Gilbert avait écouté sans interrompre. Il comprenait que son père devait avoir raison. L'Espagnol n'avait pu se trouver, le jour du massacre, aux environs du lac Kissimmee.

«Qu'importe, après tout! dit-il alors. Il y a dans l'existence de cet homme des choses si inexplicables que je ne chercherai pas à les débrouiller. Le 22 mars, il était encore à la Crique-Noire, c'est Zermah qui le dit. Le 22 mars, il était à la tête d'un parti floridien à deux cents milles de là, c'est vous qui le dites d'après le rapport de vos marins, mon capitaine. Soit! Mais, ce qui est certain, c'est qu'il est maintenant aux Everglades. Or, dans quarante-huit heures, nous pouvons l'avoir atteint!

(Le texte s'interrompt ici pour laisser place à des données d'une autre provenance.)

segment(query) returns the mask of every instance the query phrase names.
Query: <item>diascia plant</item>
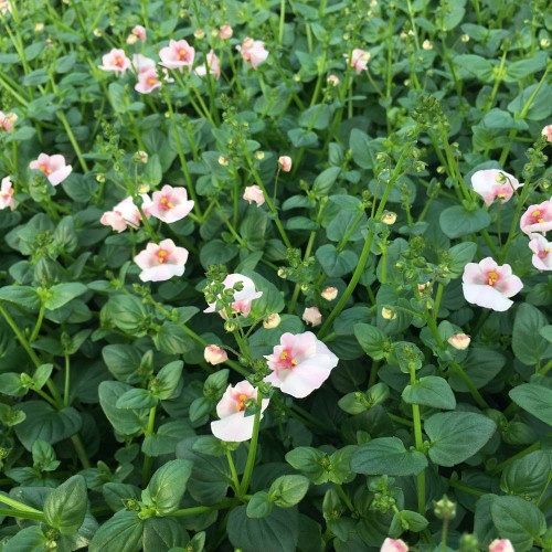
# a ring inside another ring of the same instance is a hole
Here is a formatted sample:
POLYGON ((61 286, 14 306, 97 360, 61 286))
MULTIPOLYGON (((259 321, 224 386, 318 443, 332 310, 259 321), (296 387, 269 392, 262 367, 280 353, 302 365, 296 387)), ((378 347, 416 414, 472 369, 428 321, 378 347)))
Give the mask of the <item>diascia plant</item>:
POLYGON ((0 550, 552 551, 552 4, 0 0, 0 550))

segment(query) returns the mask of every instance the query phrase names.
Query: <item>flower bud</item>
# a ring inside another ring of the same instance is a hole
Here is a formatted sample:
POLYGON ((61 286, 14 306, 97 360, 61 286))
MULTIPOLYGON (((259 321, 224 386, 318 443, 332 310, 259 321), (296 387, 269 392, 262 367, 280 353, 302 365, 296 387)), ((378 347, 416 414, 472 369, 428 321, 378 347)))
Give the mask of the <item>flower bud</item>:
POLYGON ((471 338, 466 333, 456 333, 456 336, 452 336, 448 338, 448 344, 453 346, 458 351, 464 351, 468 348, 471 338))
POLYGON ((302 320, 310 326, 320 326, 322 323, 322 315, 316 307, 308 307, 302 312, 302 320))
POLYGON ((396 312, 394 310, 391 310, 391 309, 388 309, 388 308, 383 307, 381 309, 381 316, 385 320, 394 320, 396 318, 396 312))
POLYGON ((327 287, 320 295, 327 301, 332 301, 338 296, 338 293, 337 287, 327 287))
POLYGON ((217 346, 205 347, 205 350, 203 351, 203 357, 206 362, 213 365, 220 364, 221 362, 225 362, 226 360, 229 360, 226 351, 224 351, 217 346))
POLYGON ((263 322, 263 328, 266 328, 267 330, 272 330, 273 328, 277 328, 282 321, 282 318, 277 312, 272 314, 264 320, 263 322))
POLYGON ((394 224, 395 221, 396 221, 396 213, 393 213, 391 211, 383 211, 383 215, 381 217, 381 222, 383 222, 383 224, 391 225, 394 224))

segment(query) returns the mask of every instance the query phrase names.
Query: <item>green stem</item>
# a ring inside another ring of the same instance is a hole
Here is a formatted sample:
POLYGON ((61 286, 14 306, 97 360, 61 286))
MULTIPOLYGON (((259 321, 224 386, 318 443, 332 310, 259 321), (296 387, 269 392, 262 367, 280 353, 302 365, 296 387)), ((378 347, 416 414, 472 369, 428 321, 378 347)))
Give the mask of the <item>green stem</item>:
MULTIPOLYGON (((414 145, 414 141, 408 142, 404 148, 403 151, 401 152, 401 157, 399 158, 399 161, 396 162, 395 170, 393 171, 393 174, 391 176, 391 179, 388 182, 388 185, 385 188, 385 191, 383 192, 383 197, 380 201, 380 204, 378 206, 378 211, 375 213, 375 220, 380 220, 383 210, 385 209, 385 203, 388 201, 389 194, 391 193, 391 190, 399 179, 401 174, 401 169, 403 167, 404 160, 406 159, 406 155, 411 150, 412 146, 414 145)), ((374 199, 375 201, 375 199, 374 199)), ((359 264, 357 265, 357 268, 354 269, 354 273, 351 277, 351 280, 349 282, 349 285, 347 286, 346 290, 343 291, 343 295, 340 297, 338 304, 336 307, 333 307, 332 311, 329 314, 328 318, 326 319, 326 322, 322 325, 320 328, 320 331, 318 332, 318 338, 321 339, 330 329, 333 319, 341 312, 343 307, 347 305, 347 301, 349 300, 349 297, 352 295, 354 289, 357 288, 357 284, 360 280, 360 277, 362 276, 364 272, 364 267, 368 263, 368 258, 370 256, 370 248, 372 247, 372 241, 374 238, 374 233, 371 230, 368 235, 367 240, 364 241, 364 246, 362 248, 362 252, 360 254, 359 258, 359 264)))
POLYGON ((245 471, 242 479, 242 485, 237 491, 240 497, 243 497, 250 487, 251 476, 253 475, 253 468, 255 466, 255 456, 257 454, 257 443, 258 443, 258 427, 261 425, 261 410, 263 404, 263 394, 257 388, 257 412, 255 412, 255 420, 253 421, 253 435, 251 437, 250 452, 247 454, 247 461, 245 464, 245 471))
MULTIPOLYGON (((149 417, 148 417, 148 427, 146 428, 145 432, 145 437, 149 437, 150 435, 153 435, 153 426, 156 423, 156 412, 157 412, 157 404, 155 406, 151 406, 149 410, 149 417)), ((151 456, 148 456, 147 454, 144 455, 144 466, 142 466, 142 471, 141 471, 141 482, 142 486, 146 487, 149 481, 149 473, 151 470, 151 463, 153 458, 151 456)))

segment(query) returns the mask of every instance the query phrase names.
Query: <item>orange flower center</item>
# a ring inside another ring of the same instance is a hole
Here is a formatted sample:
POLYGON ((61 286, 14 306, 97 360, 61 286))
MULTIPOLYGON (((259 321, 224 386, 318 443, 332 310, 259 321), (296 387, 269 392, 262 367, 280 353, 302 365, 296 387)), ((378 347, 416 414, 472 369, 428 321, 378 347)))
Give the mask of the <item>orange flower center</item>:
POLYGON ((537 222, 538 222, 538 223, 541 223, 541 224, 542 224, 542 223, 544 222, 544 219, 541 216, 541 212, 540 212, 540 210, 533 211, 533 212, 531 213, 531 216, 532 216, 533 219, 537 219, 537 222))
POLYGON ((496 284, 496 282, 498 280, 498 274, 495 272, 490 272, 487 275, 487 277, 489 278, 488 279, 489 286, 493 286, 496 284))
POLYGON ((236 404, 236 408, 237 408, 237 412, 242 412, 243 410, 245 410, 245 401, 247 400, 247 395, 240 395, 237 397, 237 404, 236 404))

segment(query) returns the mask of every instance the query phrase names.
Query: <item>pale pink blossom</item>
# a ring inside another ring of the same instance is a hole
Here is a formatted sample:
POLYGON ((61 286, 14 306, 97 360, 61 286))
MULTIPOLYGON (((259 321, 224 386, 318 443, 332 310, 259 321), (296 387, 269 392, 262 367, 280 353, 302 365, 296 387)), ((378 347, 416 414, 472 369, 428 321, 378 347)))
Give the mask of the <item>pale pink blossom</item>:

— Oui, Gilbert, répondit le capitaine Howick, et, que ce soit pour le rapt ou pour le guet-apens, si l'on fusille ce misérable, je le tiendrai pour justement fusillé! En route!»

Le fait n'en était pas moins absolument incompréhensible, comme tant d'autres qui se rapportaient à la vie privée de Texar. Il y avait encore là quelque inexplicable alibi, et on eût dit que l'Espagnol possédait véritablement le pouvoir de se dédoubler.

Ce mystère s'éclaircirait-il? on ne pouvait l'affirmer. Quoi qu'il en soit, il fallait s'emparer de Texar, et c'est à cela qu'allaient tendre les marins du capitaine Howick réunis aux compagnons de James Burbank.